Digital Sand Casting (4, Interesting)

djl4570 (801529) | more than 2 years ago | (#41236119)

3D printing technology is moving into realms that many of us would have overlooked. http://www.youtube.com/watch?v=Z8MaVaqNr3U [youtube.com] documents using a "sand printer" to make very precise molds for sand casting. Precision castings reduce the amount of finish work required on the casting. Many of the parts used in a gun could be cast using such a technique, finished, tempered where necessary. (Ruger casts a lot of frames, At one time Springfield used cast bolts in the M1A until enough of them broke that they started forging bolts.) MIM is already widely used in the firearms industry for parts like hammers, triggers and grip safeties. The only parts I can think of that couldn't be made using 3D printing or the above technology are springs which can be bought in bulk, and the barrel, which has to be ordinance grade steel and rifled unless you're shooting a smoothbore with shot or a fin stabilized projectile.

So? (1)

JockTroll (996521) | more than 2 years ago | (#41236183)

The only parts that are presently printable with home equipment would be the non-essential ones.
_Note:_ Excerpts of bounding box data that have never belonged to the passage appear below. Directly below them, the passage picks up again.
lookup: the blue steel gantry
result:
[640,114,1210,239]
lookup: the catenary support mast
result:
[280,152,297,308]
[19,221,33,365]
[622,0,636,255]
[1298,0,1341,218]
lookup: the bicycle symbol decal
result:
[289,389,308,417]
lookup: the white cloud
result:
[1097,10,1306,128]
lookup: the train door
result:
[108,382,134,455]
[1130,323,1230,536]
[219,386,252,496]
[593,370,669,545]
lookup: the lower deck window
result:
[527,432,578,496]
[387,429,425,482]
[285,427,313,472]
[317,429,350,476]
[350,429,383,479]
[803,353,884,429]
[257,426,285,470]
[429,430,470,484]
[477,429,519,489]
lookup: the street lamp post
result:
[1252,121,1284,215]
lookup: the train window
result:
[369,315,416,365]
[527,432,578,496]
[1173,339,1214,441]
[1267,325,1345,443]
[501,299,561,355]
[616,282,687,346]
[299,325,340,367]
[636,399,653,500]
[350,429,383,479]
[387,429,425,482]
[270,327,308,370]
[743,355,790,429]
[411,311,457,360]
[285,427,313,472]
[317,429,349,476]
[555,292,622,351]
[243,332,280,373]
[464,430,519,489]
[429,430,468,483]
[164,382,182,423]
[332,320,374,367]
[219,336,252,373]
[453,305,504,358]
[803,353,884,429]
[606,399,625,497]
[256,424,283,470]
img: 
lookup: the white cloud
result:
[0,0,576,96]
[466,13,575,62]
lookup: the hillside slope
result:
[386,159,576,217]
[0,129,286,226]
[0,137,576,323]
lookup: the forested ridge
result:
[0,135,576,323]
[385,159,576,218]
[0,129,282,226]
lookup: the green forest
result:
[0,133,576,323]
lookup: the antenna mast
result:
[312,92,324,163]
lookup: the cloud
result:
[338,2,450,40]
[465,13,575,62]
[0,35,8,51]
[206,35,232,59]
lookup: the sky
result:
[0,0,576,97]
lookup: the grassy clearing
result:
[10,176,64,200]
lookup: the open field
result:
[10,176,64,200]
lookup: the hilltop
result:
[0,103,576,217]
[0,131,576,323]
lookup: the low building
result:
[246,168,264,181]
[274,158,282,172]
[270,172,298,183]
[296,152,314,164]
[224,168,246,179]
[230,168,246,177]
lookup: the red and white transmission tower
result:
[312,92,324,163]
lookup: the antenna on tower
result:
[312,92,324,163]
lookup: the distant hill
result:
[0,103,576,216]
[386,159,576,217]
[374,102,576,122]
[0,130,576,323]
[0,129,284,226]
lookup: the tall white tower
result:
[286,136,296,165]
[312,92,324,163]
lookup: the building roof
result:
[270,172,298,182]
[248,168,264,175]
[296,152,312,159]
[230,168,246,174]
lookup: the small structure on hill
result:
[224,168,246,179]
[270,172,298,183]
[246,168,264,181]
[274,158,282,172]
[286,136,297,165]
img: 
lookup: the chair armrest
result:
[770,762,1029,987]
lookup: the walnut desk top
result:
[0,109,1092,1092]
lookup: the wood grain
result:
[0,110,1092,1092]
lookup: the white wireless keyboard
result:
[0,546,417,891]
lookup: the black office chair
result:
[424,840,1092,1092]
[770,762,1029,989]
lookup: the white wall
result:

Making a barrel to correct specs and rifling it requires specialized tooling. Firing pins and firing chambers also need fine machining. Despite this, your run-of-the-mill AK-47 can be made in a motor shop. What you CAN do right now is a cheap, disposable derringer-like smoothbore pistol. Load it with .410 shotgun shells and you will be able to spray hot leaded grief into someone's face. Or make John Malkovich's pistol from "In the Line of Fire". The only question is if we'll be able, by then, to still possess general purpose computer and not industry/government approved "safe for the children" equipment.

It's a moot point (1)

sl4shd0rk (755837) | more than 2 years ago | (#41236185)

Outlaw what people _do_ with guns, which has plenty of room for some re-work. Simply making one, whether printing it, or otherwise, should be perfectly legal. Otherwise, you may as well outlaw making knives, screwdrivers, hammers, rope and anything else which could be used to do something illegal.

Design integrity? (0)

Anonymous Coward | more than 2 years ago | (#41236237)

So, how would one know if the design was even safe? How would you know that during a time of conflict, a govt agency wouldn't hack a site and place a file that includes a defect making the weapon self destruct when you pull the trigger.

I for one.... (1)

eternaldoctorwho (2563923) | more than 2 years ago | (#41236321)

...appreciate the transcript posted on the bottom. I hope this will be a new standard feature!

not a good idea (1)

amoeba1911 (978485) | more than 2 years ago | (#41236367)

The guy mentions "armed men are free men"... it's a good sound bite, but it really doesn't mean anything. You can have a kitchen knife, and you will be considered armed... it's is not going to help defend you against someone with a gun.

Even the best fully automatic firearm you can print is nothing but a kitchen knife compared to the destructive power a modern military has at its disposal. You don't have tanks, planes, bombs, rockets, missiles, artillery, drones, gunships, submarines, helicopters, radars etc. In the grand scheme of things you might as well be considered unarmed even if you're holding an AK-47 in each arm.